La rentrée c’est aussi la présentation de la saison à venir par les structures culturelles ; Marie Hindy programme l’Espace Malraux et c’est bien, car la dame est passionnée, pragmatique, humble et au service de l’optimisation du lieu et des moyens ; du bonheur du public aussi… Mes coups de cœur de ce programme : La Meute et son cirque alternatif et décalé, Ez3kiel bien sûr et la présentation de son nouvel album, « La face cachée de La Lune » ou l’interprétation du chef d’œuvre du Pink Floyd joué en direct. … J’ai vu la tournée Dark side of the Moon en 1973, je suis donc impatient de cette relecture de 2015…
Autre présentation, celle de Saint Avertin au Domaine Allias à Vouvray ( ben oué cette coterie rusée sait recevoir) : des envies et de la gourmandise dans cette programmation : Louis Chedid, Catherine Ringer, Manu l’ex chanteuse de Dolly (là, je bois du petit lait et je ne veux pas rester sage )… Jack le Chien est roi pour « Art. La Bonne Franquette », un weekend dans l’atelier de Brice Auconie pour réunir une vingtaine d’artistes sur le thème de la représentation du héros (Jack !!) : Dominique Spiessert (plus Spiess space ke Jack), Francine Gentilleti (le chien farceur), Alain Bouro (excellent), Clotilde Barcat (un chien de troupeau), François Pagé (Brice et son chien dans quelques années)… Avec le héros modèle qui court de la cave au jardin : joyeux concept entre Boule & Bill et Tintin & Milou….
[youtube]https://www.youtube.com/watch?v=VrI5DMS3Aa4[/youtube]
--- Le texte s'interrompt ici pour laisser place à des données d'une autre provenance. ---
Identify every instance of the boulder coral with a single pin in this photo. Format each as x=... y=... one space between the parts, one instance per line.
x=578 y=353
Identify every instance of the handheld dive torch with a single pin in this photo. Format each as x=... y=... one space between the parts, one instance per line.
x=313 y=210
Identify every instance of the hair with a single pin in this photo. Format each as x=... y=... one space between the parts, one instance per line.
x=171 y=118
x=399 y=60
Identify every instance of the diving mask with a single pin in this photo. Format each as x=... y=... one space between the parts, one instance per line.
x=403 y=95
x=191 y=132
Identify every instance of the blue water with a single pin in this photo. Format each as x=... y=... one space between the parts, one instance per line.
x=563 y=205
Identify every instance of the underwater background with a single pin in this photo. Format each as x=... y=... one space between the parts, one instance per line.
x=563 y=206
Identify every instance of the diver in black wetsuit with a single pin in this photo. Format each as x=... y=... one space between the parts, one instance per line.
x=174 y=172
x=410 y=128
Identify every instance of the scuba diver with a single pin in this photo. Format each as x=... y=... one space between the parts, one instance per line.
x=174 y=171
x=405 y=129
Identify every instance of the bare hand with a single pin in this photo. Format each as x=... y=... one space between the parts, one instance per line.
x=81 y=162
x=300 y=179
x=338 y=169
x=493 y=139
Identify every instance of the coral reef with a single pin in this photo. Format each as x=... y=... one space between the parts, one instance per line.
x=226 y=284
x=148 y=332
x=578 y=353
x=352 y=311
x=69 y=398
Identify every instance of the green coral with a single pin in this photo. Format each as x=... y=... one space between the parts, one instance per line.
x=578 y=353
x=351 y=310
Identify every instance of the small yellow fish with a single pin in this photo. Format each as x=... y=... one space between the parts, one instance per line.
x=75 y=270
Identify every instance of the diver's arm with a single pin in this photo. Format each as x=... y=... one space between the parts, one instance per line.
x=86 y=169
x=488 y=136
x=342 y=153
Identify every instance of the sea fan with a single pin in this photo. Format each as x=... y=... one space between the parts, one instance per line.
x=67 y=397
A La Belle Rouge soirée Kommando Shamanik, le Powwow Electrik 1… Medecine Groove trio en première partie, du métal en hommage aux hommes rouges avec un dernier morceau envoûtant et un bassiste de force et de technique armé… Puis le Kommandoh Chamanik l’un des groupes majeurs de la nouvelle scène tourangelle, concept autant musical que visuel, venu nous jouer son nouvel album (nous en parlions plus haut), collection de mantras à transes propres à rendre fou le public. Je suis impatient de les voir dans les grands festivals, la réaction devrait être magique sous la messe de ses trois acteurs : un guitariste mêlant la hargne électrique à la peinture cosmique, un homme aux machines (un sorcier devrait-je dire), le shaman Z, colonne vertébrale de l’affaire, et un infatigable joueur de didgeridoo, souffle tribal de l’ensemble : La Terre, le Feu, l’Air… Ils ont un son, un style, un combat, un pouvoir de séduction tel que le public suit et en redemande…
Au retour Maneval sur les ondes désormais la bande-son de la nuit pour ceux qui roulent entre une heure et minuit… Malheur à moi !! En ouvrant la télé au retour et tombant sur Alain Ruquier et ses deux roquets prétentieux, stériles et puants ; heureusement sur une autre chaîne, Amy Winehouse en live… Alors moi aussi j’y pars en live en passant des indiens à l’indienne…. Trop d’adrénaline pour vraiment dormir, le jour arrive dans le « Rocks » de Aerosmith… Retour à Montlouis dans l’ap’ pour le concert de Nina Van Horn, du blues rock bien seventies empreint de soul et de rythm and blues ; Masahiro Todani, le guitariste soliste, est un virtuose habité, le talent boosté par un look scénique de prince de l’électricité… Au soir je tombe à pieds joints dans l’excellent dernier disque de Christiane Grimal, avant de me finir avec « Itaipu » de Philip Glass, acheté sur la brocante Eric Geffroy… enfin l’album de Kommandoh Chamanik pour tomber en phase avec l’été indien.